Maduro cancels trip to Buenos Aires and denounces extravagant plans

Maduro cancels trip to Buenos Aires and denounces “extravagant plans by the right” against him

Nicolás Maduro has decided not to travel to Brasilia on January 1st, after various efforts by the government of Luiz Inácio Lula da Silva. That decision went under the carpet at the inauguration of the seventy-year-old standard of the Latin American left. The Venezuelan ruler’s decision not to come to Buenos Aires on January 24 is new.

The government of Venezuela announced that Maduro would not travel to Argentina for security reasons. The Venezuelan President declined at the last minute the invitation of the Argentine government to attend the Summit of the Community of Latin American and Caribbean States (CELAC) this Tuesday, the 24th, a space for regional integration that Mexican President Andrés Manuel López Obrador , trying to revive him, and from Argentina, Alberto Fernández.

In an official statement The Venezuelan regime claimed that “extravagant plans by far-right extremists” were afoot to attack it and jeopardizing the regional event, in a discourse that for many resembles that of the Cuban dictatorship decades ago when Fidel Castro was still alive. Venezuela is represented at the CELAC summit by the foreign ministerYván Gil, who was appointed to this position a few days ago.

Maduro’s decision followed protests led by Venezuelan, Cuban and Nicaraguan citizens. in Buenos Aires to express their opposition to the presence in Argentina of representatives of three Latin American authoritarianisms: Maduro (Venezuela), Miguel Díaz-Canel (Cuba) and Daniel Ortega (Nicaragua).

Unlike Maduro, Díaz-Canel arrived in the Argentine capital this Monday and was received at Ezeiza Airport on the outskirts of Buenos Aires by Argentine Deputy Foreign Minister Pablo Tettamant.

Daniel Ortega will also not be present at the CELAC meeting.

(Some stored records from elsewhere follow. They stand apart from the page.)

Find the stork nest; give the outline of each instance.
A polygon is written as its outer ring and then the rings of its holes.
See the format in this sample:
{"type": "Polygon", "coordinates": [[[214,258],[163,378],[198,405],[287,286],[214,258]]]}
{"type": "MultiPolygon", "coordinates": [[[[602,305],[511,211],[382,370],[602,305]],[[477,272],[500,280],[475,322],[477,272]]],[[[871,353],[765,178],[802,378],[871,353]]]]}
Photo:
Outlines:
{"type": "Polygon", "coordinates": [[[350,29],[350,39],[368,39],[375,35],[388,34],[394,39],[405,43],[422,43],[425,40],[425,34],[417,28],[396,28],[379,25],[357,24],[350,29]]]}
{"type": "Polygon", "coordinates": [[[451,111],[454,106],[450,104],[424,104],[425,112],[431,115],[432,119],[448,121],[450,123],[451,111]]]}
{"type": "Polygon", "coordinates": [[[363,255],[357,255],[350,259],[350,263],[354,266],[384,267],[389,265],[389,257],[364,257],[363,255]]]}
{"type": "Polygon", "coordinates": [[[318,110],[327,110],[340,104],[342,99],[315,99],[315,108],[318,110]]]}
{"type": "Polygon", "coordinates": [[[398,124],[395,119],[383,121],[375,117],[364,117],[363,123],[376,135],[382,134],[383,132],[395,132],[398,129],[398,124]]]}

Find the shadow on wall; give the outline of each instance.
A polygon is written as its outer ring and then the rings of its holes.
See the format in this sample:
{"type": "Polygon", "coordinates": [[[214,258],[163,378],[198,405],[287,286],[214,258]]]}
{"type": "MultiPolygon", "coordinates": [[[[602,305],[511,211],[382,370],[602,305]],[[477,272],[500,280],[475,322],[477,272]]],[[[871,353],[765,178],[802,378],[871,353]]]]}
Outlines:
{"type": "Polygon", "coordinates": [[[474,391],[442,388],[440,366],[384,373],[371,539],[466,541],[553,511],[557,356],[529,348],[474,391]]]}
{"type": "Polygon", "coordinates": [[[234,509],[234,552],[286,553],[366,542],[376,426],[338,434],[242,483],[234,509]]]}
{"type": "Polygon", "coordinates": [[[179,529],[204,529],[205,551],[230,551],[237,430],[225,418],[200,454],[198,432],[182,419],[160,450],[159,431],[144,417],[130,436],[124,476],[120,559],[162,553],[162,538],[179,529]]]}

According to former Nicaraguan ambassador to the Organization of American States (OAS), Arturo McFields, the Nicaraguan ruler is “terribly afraid to leave his cell” and therefore travels only from Managua, where he lives in a kind of bunker, to either Caracas or Havana .
“In the last few hours we have been irrefutably informed of a plan drawn up within the neo-fascist right, the aim of which is to carry out a series of attacks against our delegation,” the Venezuelan government said.

Venezuelan social and political activist residing in Argentina claimed Maduro’s absence as a triumph of the protest wave and the possibility that criminal proceedings would be instituted against the ruler of Venezuela for crimes against humanity, related to complaints filed by Venezuelan victims before the judiciary of Argentina.

“This is a victory for civil society, but also a sign that Argentina still has judicial independence. Nicolás Maduro is not coming to the CELAC summit for fear of being arrested,” Jesús Delgado Valery told DIARIO DE CUBA from Buenos Aires. Delgado Valery is Venezuelan and coordinator of the DemoAmLat initiative dedicated to promoting democratic principles in Latin America.

Indira Urbaneja, a Venezuelan political scientist, told DIARIO DE CUBA that holding the CELAC summit represented a crucial space for the Venezuelan government’s strategy to reintegrate into the region.

“The framework of the celebration of CELAC was the perfect place for Nicolás Maduro to break through the restrictionsthe regional siege that has been ongoing since mid-2018,” Urbaneja said. In 2018, Maduro was re-elected in elections unrecognized by dozens of countries in Latin America, North America and Western Europe.

According to Urbaneja within the framework of this summit For Maduro, the reunion with Lula da Silva and with Alberto Fernández himself was crucial. (President of Argentina) who are trying to promote a new strategy, a kind of reorganization in the region in relation to Venezuela”.

According to this normally informed political analyst Maduro and his entourage had their suitcases ready to travel to Buenos Airesbut the security issue was predominant in the end to preclude the trip.

“The main problem is security. A fully guaranteed level of safety has not been achieved in Buenos Aires,” Indira Urbaneja claimed.

In the analysis that the analyst shares with DIARIO DE CUBA, he not only weighs the risk of an arrest warrant being issued for Maduroas emphasized by Venezuelan opposition actors, but rather, for example, action could be taken on the President’s plane or on members of the entourage.

Urbaneja coincides with Delgado Valery Recognition of the independence of the powers in Argentina. In your opinion, this creates a situation of uncertainty because the government of Alberto Fernández could not guarantee Maduro that the judiciary would not take any action.

Besides not knowing as legitimate his re-election in 2018, A $15 million reward suspended by the US in 2020 weighs heavily on Maduro. Maduro and his security collaborators, on the other hand, are the subject of a preliminary investigation by the International Criminal Court for crimes against humanity after opposition protests were quashed in 2014.